The features were all fairly charming in their own way. The story on Jerry Bruckheimer’s celebrity hockey game was cool if only for that picture of himself, Mike Myers, Marty McSorely and Wayne Gretzky. Neal Henderson, head of the inner-city Fort Dupont hockey program, was a fantastic voice for a program that’s doing good works beyond just teaching hockey. I was not aware of the Boston Blades at all before Hockey Day’s spotlight on the lone American team in the Canadian Women’s league, and I hope more people come to notice them. Even the McDonald’s branded features didn’t border on cheesy. I’m sure dad took me to the Golden Arches once or twice after a game.

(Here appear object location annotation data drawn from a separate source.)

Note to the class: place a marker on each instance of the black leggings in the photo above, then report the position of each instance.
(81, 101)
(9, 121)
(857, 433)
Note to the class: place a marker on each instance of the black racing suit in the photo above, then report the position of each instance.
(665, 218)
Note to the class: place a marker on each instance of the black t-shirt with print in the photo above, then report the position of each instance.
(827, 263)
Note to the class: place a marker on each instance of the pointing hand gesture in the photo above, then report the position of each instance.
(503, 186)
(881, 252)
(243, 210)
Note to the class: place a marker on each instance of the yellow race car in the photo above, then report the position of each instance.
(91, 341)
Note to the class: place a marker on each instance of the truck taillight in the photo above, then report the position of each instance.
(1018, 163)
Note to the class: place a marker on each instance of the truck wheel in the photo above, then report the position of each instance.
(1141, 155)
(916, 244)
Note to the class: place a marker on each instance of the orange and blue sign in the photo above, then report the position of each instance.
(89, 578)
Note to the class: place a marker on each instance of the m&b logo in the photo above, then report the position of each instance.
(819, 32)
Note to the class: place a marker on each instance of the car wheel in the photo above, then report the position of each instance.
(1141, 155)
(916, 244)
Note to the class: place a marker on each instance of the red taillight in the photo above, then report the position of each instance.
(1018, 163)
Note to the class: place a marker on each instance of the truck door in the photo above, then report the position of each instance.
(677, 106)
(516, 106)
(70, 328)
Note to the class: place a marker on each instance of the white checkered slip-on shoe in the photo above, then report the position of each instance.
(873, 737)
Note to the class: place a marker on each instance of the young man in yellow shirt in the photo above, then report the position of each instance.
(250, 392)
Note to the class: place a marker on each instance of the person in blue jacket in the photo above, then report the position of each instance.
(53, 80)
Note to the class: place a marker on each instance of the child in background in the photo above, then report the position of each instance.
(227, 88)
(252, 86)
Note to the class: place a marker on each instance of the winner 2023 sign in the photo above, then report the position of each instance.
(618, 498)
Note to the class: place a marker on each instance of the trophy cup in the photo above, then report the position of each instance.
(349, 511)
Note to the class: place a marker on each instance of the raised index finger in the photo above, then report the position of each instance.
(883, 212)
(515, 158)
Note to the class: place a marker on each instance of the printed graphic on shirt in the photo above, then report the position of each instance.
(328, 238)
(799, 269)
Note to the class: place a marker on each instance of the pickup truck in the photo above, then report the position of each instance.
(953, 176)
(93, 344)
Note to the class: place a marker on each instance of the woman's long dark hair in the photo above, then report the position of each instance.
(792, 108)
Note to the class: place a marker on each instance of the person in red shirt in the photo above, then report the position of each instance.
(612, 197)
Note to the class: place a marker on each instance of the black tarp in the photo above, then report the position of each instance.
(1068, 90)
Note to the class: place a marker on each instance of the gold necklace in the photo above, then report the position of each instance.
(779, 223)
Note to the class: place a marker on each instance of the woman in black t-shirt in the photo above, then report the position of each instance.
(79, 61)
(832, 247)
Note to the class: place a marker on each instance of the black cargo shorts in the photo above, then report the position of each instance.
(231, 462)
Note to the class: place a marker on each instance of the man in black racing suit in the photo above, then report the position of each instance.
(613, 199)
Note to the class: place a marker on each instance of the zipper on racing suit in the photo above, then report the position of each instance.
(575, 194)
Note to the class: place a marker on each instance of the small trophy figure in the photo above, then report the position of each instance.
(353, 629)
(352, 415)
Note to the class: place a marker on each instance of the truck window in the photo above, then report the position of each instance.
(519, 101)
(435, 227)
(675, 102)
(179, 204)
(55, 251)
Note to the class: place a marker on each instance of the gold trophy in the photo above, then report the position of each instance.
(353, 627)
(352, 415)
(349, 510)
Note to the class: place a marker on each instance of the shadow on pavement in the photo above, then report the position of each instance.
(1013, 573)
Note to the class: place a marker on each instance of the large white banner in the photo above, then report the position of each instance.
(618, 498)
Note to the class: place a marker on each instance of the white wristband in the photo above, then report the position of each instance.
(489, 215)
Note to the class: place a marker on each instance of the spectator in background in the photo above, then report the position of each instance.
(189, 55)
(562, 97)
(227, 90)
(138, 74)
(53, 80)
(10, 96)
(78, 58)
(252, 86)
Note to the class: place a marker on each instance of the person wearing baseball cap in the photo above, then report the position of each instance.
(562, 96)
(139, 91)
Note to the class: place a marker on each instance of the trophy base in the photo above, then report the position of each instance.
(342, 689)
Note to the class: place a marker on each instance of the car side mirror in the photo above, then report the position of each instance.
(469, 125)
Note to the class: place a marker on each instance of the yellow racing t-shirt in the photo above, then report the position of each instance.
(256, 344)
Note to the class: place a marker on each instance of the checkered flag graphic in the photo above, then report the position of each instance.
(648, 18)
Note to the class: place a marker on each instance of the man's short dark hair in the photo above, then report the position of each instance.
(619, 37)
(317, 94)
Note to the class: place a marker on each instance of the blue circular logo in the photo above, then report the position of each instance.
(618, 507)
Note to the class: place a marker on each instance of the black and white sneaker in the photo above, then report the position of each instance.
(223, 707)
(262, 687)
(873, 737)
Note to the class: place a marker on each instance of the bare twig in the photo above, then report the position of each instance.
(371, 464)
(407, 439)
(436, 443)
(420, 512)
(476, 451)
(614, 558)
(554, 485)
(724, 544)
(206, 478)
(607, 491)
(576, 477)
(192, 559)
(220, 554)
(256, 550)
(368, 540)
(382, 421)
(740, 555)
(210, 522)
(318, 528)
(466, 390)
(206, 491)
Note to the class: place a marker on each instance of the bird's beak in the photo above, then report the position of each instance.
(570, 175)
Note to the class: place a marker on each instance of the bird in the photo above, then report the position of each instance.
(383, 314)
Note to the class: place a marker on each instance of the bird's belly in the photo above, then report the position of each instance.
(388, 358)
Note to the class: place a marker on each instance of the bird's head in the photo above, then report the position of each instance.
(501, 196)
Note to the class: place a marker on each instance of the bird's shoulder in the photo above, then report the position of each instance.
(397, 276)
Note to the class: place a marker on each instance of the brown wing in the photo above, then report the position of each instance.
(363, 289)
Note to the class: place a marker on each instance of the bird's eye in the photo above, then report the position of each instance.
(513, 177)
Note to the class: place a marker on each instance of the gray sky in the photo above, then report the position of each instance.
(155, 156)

Once we got to the actual games, there were a few issues that, again, I’ll pick up tomorrow, but it was just fun to have hockey on and available. I had the Rangers/Flyers game on my TV with the stream of Red Wings/Flyers on my laptop. I think it would serve NBC well to do two or three more of these NFL-style doubleheaders, with two or three regional games in the early slot leading into a national game of the week. Sometimes it’s great just to have hockey on for hours and hours and just enjoy this magnificent sport.
Everything seemed to click for NBC on Sunday. The 12:30 games had their low moments, but the final game to end in the slot had an exciting overtime and a shootout to lead-in to the late game, which also had an exciting overtime and shootout, between two of America’s most fervent hockey markets to boot. The interviews with players were fun and informative about the road to the NHL, even Scott Gomez’s piece from Calgary’s Heritage Classic was worth the time. Though I gotta’ imagine that when Gomer makes fun of his teammates for not being tough, they snap back by saying he’s a $7 million man with a minus-18.
In the end, Hockey Day in America (which needs to return bigger and better next year) did two things. For starters, it explained the sometimes confusing path players take to the NHL. From Mike Emrick to Olczyk, to McGuire to McHugh, not a step or league or team was skipped out on that a player would take on the road to making the National Hockey League as an American player. Most importantly, however, they made six hours of hockey (nine if you count VERSUS) seem like the only logical thing to spend your Sunday afternoon doing. It certainly seemed that way to me.